Ahmad Raza Khan
2026
Revisiting Metric Reliability for Fine-grained Evaluation of Machine Translation and Summarization in Indian Languages
Amir Hossein Yari | Kalmit Kulkarni | Ahmad Raza Khan | Fajri Koto
Proceedings of the 64th Annual Meeting of the Association for Computational Linguistics (Volume 1: Long Papers)
Amir Hossein Yari | Kalmit Kulkarni | Ahmad Raza Khan | Fajri Koto
Proceedings of the 64th Annual Meeting of the Association for Computational Linguistics (Volume 1: Long Papers)
While automatic metrics drive progress in Machine Translation (MT) and Text Summarization (TS), existing metrics have been developed and validated almost exclusively for English and other high-resource languages.
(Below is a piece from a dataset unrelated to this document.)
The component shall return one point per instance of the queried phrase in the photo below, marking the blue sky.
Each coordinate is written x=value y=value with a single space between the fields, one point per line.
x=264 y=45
This narrow focus leaves Indian languages—spoken by over 1.5 billion people—largely overlooked, casting doubt on the universality of current evaluation practices. To address this gap, we introduce ITEM, a large-scale benchmark that systematically evaluates the alignment of 26 automatic metrics with human judgments across six major Indian languages, enriched with fine-grained annotations. Our extensive evaluation—covering agreement with human judgments, sensitivity to outliers, language-specific reliability, inter-metric correlations, and resilience to controlled perturbations—reveals four central findings: (1) LLM-based evaluators show the strongest alignment with human judgments at both segment and system levels; (2) outliers exert a significant impact on metric-human agreement; (3) In TS, metrics are more effective at capturing content fidelity, whereas in MT, they better reflect fluency; and (4) Metrics differ in their robustness and sensitivity when subjected to diverse perturbations. Collectively, these findings offer critical guidance for advancing metric design and evaluation in Indian languages.